Depending on how alluring this new area was, further conditions could be attached to buying property there. If you’re a rich player that wants to show off, then great! You can buy something here, but you’d have to relinquish all other housing, including the apartment you don’t use.
The reality is that nothing can be changed in terms of the old housing areas without upsetting players who’ve put down roots there. If Kan-e-Senna decided to raise taxes in the Lavender Beds, someone would say they didn’t read the patch notes and complain when their house got demolished. What we need is housing with different requirements that forces people either let go of what they have or miss out on something new.
Back this up with a system (such as waiting lists or the above ‘housing market board’ idea) that keeps the market moving and you’ll have a housing system that works for everyone, not just those who’re already lucky enough to have property. Right now, there’s no simple path towards buying a property of your own beyond transferring to a dead server. Given how important housing is to the culture of the game, it’s important to give everybody a way in.
Christmas comes to Eorzea
The Starlight Festival began this Thursday, and, with that, Christmas has come to Eorzea. This year, you’ll be helping out at a children’s hospital in Ul’dah. It’s not that simple though! It never is.

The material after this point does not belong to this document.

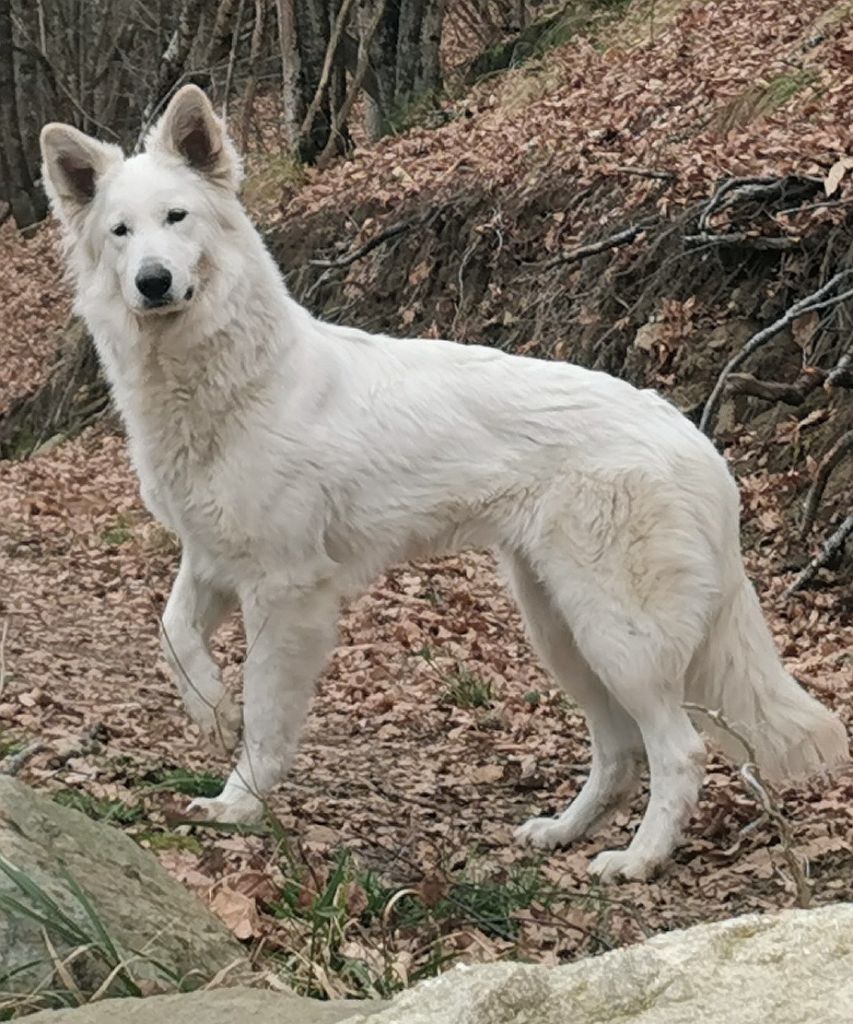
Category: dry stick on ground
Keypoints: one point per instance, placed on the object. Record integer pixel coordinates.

The story is cute, and the quest won’t take you longer than an hour or so. But like a few previous seasonal events, this one comes with a daily quest that’ll run throughout the event’s duration. Tell kids stories, take awkward screenshots, and open a present from a friend each day until the event ends on December 31.
What’s your reward? A dyeable festive coat, a music roll, and, er, furniture, including a massive pile of snow. If you’re one of the many players without access to housing, let’s hope that it doesn’t melt before you have somewhere to put it.